La Russie a annoncé mercredi avoir lancé un avis de recherche international à l’encontre de Pavel Durov, le fondateur et directeur général de Telegram. Originaire de Russie, Durov possède des passeports français et émirati, et réside actuellement en France. Il est accusé de « complicité de terrorisme » dans le cadre d’une enquête criminelle portant sur l’entraînement de jeunes Russes par les services spéciaux ukrainiens pour des activités de sabotage.
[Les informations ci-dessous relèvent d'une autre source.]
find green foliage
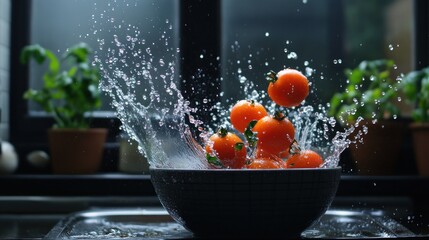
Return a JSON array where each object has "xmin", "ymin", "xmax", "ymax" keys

Après une interpellation marquante à sa descente d’avion en août 2024, Pavel Durov, naturalisé français en 2021, a été mis en examen en France il y a deux ans pour une série d’infractions liées à la criminalité organisée. La justice française lui reproche de ne pas prendre de mesures contre la diffusion de contenus criminels sur sa plateforme de messagerie. Il est soumis à un contrôle judiciaire strict, qui lui interdit de quitter la France sans l’autorisation des autorités.
Les services secrets russes (FSB) accusent Telegram de ne pas avoir supprimé un robot de rencontres populaire, nommé Leo Match Bot, qui est interdit en Russie. Selon Moscou, ce bot serait utilisé par les services spéciaux ukrainiens pour entraîner de jeunes Russes « dans des activités terroristes et de sabotage ».
Depuis juillet 2025, environ 46 citoyens russes, âgés de 12 à 22 ans, ayant utilisé ce bot, ont été arrêtés pour agression de membres des forces de l’ordre et pour des actes de sabotage visant des infrastructures énergétiques et de transport. Selon le FSB, tous ces individus ont été contactés via ce bot par des agents des services spéciaux ukrainiens se faisant passer pour des jeunes filles, afin de les inciter à agresser des policiers et à incendier des sites d’infrastructure.
La Russie est confrontée à des restrictions numériques sans précédent depuis plusieurs mois, limitant notamment l’accès à Telegram et à une autre messagerie occidentale, WhatsApp, toutes deux accusées d’être utilisées par les services ukrainiens contre la sécurité du pays.